2. What are the different scenarios under relevant costing.

 Consider the scenario when a customer hurries up to the ticket window to buy a
ticket for a flight leaving in 25 minutes.
 The Archaic Book Company (ABC) is considering purchasing a printing press for
its medieval book division.
3. Site examples of each of the scenarios.
 To determine the cost of a ticket, the airline must take all pertinent expenses
into account. Almost all of the expenses associated with accommodating the
extra passenger have already been paid for, including the cost of fueling the
aircraft, the cost of using the airport's gate, and the wages and benefits for the
entire crew. They are "sunk expenses" or irrelevant charges because they have
already been paid for. The airline bases the last-minute ticket pricing choice on
just a few tiny expenditures, including the labor to load the passenger's bags and
any food supplied mid-flight.
 If ABC purchases the press, 10 scribes who have been manually transcribing the
books will be laid off. The salaries of these scribes are pertinent expenses
because, if management purchases the printing press, they will eventually be
abolished. However, as it will not alter as a result of this choice, the cost of
corporate overhead is not a pertinent expense.
 As another illustration, if ABC decides to completely shut down its medieval book
sector, only expenditures directly related to that choice will be taken into
account. Once more, since it won't change if the division is sold, the cost of
corporate overhead is not a pertinent expense for making this choice.

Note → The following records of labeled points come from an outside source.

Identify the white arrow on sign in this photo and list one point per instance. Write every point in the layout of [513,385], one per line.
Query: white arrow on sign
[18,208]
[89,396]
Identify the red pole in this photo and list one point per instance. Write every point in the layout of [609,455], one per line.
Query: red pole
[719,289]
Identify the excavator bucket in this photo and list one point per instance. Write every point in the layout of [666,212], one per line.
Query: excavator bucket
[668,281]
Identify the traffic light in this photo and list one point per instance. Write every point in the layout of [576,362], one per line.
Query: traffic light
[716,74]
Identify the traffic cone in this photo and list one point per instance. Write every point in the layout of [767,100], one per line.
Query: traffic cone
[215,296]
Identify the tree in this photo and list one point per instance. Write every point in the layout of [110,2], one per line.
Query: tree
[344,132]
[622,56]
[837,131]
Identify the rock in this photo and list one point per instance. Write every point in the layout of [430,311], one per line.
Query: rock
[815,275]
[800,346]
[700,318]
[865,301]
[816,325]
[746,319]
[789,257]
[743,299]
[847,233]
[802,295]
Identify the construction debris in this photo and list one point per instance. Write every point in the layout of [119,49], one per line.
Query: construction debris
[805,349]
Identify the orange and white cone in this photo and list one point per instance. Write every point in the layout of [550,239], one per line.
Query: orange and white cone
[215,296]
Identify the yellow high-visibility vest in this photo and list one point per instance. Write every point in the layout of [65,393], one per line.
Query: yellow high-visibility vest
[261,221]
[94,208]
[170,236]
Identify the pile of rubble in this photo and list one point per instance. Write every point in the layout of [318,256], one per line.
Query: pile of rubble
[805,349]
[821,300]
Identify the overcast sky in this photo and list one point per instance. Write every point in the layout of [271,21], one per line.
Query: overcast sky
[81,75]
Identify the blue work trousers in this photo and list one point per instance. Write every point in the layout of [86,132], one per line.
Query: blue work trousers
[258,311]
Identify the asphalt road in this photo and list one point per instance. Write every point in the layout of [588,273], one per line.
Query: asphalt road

4. How does relevant costing contributes to the strategic business analysis?


- A valuable financial indicator is relevant cost since it aids businesses in
minimizing unnecessary or irrelevant expenditures that would otherwise
make decision-making more difficult. If something has no economic impact
on your decisions, it is an irrelevant cost. In management accounting, the
phrase "relevant cost" refers to avoidable expenses that are only incurred in
connection with certain business actions. The idea of relevant cost is utilized
to cut out extraneous information that can make decisions more difficult.
Relevant expenses aid in eliminating superfluous information that could
impede decision-making. This idea may be used by management to steer
clear of wasteful spending and create corporate decisions that are cost-
effective. It assists managers in making wise choices on pricing, whether to
place a certain order for inputs or not, whether to drop or add a product to
the current product line, and other matters.